Dictionnaire pratique et historique de la musique/Courante
Courante, n. f. Danse en usage du xvie au xviiie s., à laquelle on a assigné tantôt une origine italienne, tantôt une origine française. Elle paraît être issue du branle, dont elle forme une variété, sous le nom de branle courant, dans le livre de Danceries de Cl. Gervaise (1550), où elle se présente en rythme ternaire :
La description qu’en donne l’Orchésographie
(1588) explique à la fois ses
transformations musicales et sa vogue ;
on la danse, dit-il, en sautant les pas,
ce qui ne se fait point dans les basses
danses et les pavanes, et l’on y jouit
d’une grande liberté d’évolution en
tous sens, qui conduit les danseurs
habiles à se laisser aller à leur fantaisie
et au plaisir de briller individuellement,
en esquissant des figures
« en forme de jeu et de ballet ». Aussi
la C. devint-elle, en France, la danse
élégante la plus appréciée.

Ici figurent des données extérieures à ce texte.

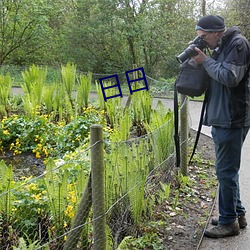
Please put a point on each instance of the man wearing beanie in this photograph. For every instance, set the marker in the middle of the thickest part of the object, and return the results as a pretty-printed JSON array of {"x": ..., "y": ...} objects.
[{"x": 228, "y": 113}]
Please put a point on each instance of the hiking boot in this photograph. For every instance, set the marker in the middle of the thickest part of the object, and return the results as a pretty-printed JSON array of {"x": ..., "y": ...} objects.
[
  {"x": 221, "y": 231},
  {"x": 241, "y": 219}
]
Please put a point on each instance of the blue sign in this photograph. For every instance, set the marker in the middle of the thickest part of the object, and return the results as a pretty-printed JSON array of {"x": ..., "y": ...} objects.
[{"x": 118, "y": 84}]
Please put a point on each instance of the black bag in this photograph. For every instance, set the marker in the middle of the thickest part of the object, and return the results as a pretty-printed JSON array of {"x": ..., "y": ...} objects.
[{"x": 192, "y": 80}]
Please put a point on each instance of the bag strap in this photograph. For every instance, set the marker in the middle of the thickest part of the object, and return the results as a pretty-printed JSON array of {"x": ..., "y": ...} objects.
[
  {"x": 199, "y": 127},
  {"x": 176, "y": 126}
]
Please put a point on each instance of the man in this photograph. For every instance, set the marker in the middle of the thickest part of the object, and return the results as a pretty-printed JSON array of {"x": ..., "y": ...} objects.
[{"x": 228, "y": 112}]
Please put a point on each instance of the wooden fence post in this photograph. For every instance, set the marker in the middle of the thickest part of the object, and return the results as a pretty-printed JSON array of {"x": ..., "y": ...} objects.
[{"x": 98, "y": 195}]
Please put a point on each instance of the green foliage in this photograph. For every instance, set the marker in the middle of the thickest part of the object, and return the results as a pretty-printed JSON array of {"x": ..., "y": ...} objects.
[
  {"x": 34, "y": 81},
  {"x": 161, "y": 126},
  {"x": 5, "y": 90},
  {"x": 6, "y": 184},
  {"x": 68, "y": 74},
  {"x": 43, "y": 137},
  {"x": 83, "y": 90}
]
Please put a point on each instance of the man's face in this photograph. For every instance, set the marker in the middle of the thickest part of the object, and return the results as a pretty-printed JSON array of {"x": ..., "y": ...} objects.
[{"x": 211, "y": 38}]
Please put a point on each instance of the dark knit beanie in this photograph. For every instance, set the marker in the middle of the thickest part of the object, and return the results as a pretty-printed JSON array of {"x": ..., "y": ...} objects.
[{"x": 211, "y": 23}]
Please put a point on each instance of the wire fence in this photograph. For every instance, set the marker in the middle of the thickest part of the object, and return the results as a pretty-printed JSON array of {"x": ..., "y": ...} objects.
[{"x": 55, "y": 210}]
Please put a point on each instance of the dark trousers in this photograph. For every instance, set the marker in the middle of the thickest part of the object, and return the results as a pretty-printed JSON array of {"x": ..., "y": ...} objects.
[{"x": 228, "y": 145}]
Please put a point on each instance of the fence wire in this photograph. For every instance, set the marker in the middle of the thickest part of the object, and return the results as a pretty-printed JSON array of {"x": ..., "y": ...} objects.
[{"x": 43, "y": 210}]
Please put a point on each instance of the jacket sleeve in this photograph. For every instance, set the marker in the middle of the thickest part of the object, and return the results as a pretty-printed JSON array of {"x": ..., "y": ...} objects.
[{"x": 234, "y": 66}]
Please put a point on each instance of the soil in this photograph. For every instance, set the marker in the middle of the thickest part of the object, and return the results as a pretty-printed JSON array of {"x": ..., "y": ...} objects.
[
  {"x": 182, "y": 218},
  {"x": 188, "y": 221}
]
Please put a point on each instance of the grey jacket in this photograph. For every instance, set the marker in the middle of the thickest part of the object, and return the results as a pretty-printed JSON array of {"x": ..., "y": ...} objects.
[{"x": 228, "y": 103}]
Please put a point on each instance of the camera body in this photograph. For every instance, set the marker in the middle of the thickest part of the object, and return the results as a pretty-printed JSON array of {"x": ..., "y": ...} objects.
[{"x": 190, "y": 51}]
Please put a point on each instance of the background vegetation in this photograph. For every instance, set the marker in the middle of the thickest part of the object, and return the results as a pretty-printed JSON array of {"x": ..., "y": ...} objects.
[{"x": 107, "y": 36}]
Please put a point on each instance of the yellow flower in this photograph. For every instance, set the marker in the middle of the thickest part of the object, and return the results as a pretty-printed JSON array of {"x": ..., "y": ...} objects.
[
  {"x": 69, "y": 211},
  {"x": 38, "y": 156},
  {"x": 31, "y": 187},
  {"x": 6, "y": 132}
]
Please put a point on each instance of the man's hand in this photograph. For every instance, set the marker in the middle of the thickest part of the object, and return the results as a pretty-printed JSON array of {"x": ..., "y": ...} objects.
[{"x": 200, "y": 58}]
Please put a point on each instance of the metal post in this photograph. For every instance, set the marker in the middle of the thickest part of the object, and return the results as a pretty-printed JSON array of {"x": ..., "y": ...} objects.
[{"x": 184, "y": 135}]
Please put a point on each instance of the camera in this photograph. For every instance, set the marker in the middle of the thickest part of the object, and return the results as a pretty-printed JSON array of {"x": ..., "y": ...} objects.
[{"x": 190, "y": 51}]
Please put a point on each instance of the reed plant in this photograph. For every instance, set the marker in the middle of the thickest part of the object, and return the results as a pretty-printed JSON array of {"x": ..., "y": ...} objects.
[
  {"x": 48, "y": 98},
  {"x": 83, "y": 90},
  {"x": 6, "y": 184},
  {"x": 34, "y": 80},
  {"x": 68, "y": 75},
  {"x": 126, "y": 172},
  {"x": 161, "y": 132},
  {"x": 5, "y": 90}
]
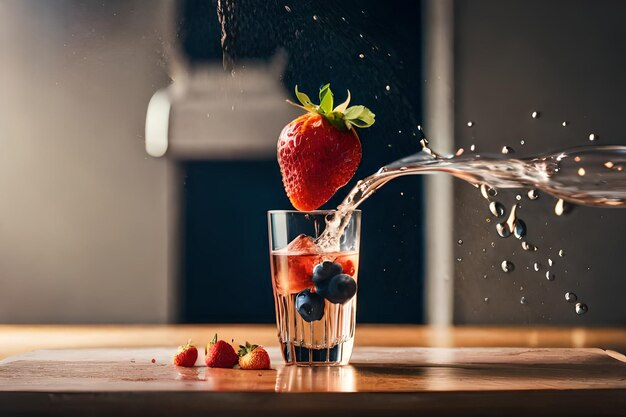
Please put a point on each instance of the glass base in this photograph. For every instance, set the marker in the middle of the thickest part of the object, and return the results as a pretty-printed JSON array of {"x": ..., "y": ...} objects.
[{"x": 338, "y": 355}]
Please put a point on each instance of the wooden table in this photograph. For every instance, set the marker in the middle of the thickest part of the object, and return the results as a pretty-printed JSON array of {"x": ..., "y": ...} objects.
[{"x": 109, "y": 370}]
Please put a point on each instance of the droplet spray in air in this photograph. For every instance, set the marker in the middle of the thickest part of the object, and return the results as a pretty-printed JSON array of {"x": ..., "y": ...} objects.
[
  {"x": 507, "y": 266},
  {"x": 581, "y": 308},
  {"x": 487, "y": 192},
  {"x": 496, "y": 208}
]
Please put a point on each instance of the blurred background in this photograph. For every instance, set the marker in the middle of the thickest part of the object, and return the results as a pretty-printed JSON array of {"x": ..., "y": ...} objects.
[{"x": 137, "y": 161}]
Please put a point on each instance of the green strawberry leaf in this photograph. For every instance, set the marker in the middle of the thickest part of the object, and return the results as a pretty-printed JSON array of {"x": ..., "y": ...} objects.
[
  {"x": 326, "y": 100},
  {"x": 360, "y": 116},
  {"x": 341, "y": 117},
  {"x": 343, "y": 106}
]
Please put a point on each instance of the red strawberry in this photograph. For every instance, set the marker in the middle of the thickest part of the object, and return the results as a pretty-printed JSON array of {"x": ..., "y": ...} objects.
[
  {"x": 220, "y": 354},
  {"x": 186, "y": 355},
  {"x": 319, "y": 152},
  {"x": 253, "y": 357}
]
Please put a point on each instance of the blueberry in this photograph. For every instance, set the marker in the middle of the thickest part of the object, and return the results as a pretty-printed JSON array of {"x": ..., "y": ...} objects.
[
  {"x": 325, "y": 271},
  {"x": 340, "y": 289},
  {"x": 310, "y": 305}
]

On la
dansait « en solo » par deux personnes
seulement à la fois, et Louis xiv y
déployait « une grâce infinie ». Le
ms. de Cassel, qui contient une collection
d’airs à danser français du milieu
du xviie s., ne renferme pas moins
de cinquante C. Les musiciens allemands
cultivaient cette forme d’après
les modèles français et italiens. Le
recueil de Prætorius, Terpsichore musarum
(1612), en contient un grand
nombre ; il y en a vingt dans le Banchetto musicale de Schein (1617). Mais
ce n’était pas, en musique, une forme
fixe. On la trouve mesurée quelquefois
sur un rythme binaire, plus
souvent ternaire ; ses phrases comportent
ou non une anacrouse précédant
le premier temps ; elles se divisent
en périodes variables de quatre, six ou
huit mesures, souvent cinq, parfois
sept. Ces différences résultent d’ailleurs
souvent de la gêne imposée à l’allure
mélodique par le placement des
barres de mesure. Mersenne (1636)
attribue pour fondement rythmique
à la C. le pied ïambique, ‿ —, mais,
ajoute-t-il, « on peut lui donner telle
mesure qu’on voudra ». Maurizio
Cazzati, dans son livre de Correnti
e balli à cinq parties (1667), oppose
les C. alla francese à celles all’ italiana ;
toutes deux sont en rythme
ternaire avec anacrouse et premier
temps appuyé par l’usage du point :
Lorsque, au xviiie s., Bach, Hændel,
Rameau et leurs contemporains placent
une C. dans leurs suites, cette
forme n’a plus avec la danse qu’une
relation nominale. Succédant presque
invariablement à l’allemande, elle
contraste avec celle-ci et remplit le
rôle du fugato en mouvement rapide,
qui se rattache à l’adagio dans la
sonate et l’ouverture.
Les compositeurs
modernes qui ont écrit des
suites « en style ancien », ont traité
la C. sur le modèle de Bach, avec des
développements et quelquefois des
« doubles » en variations.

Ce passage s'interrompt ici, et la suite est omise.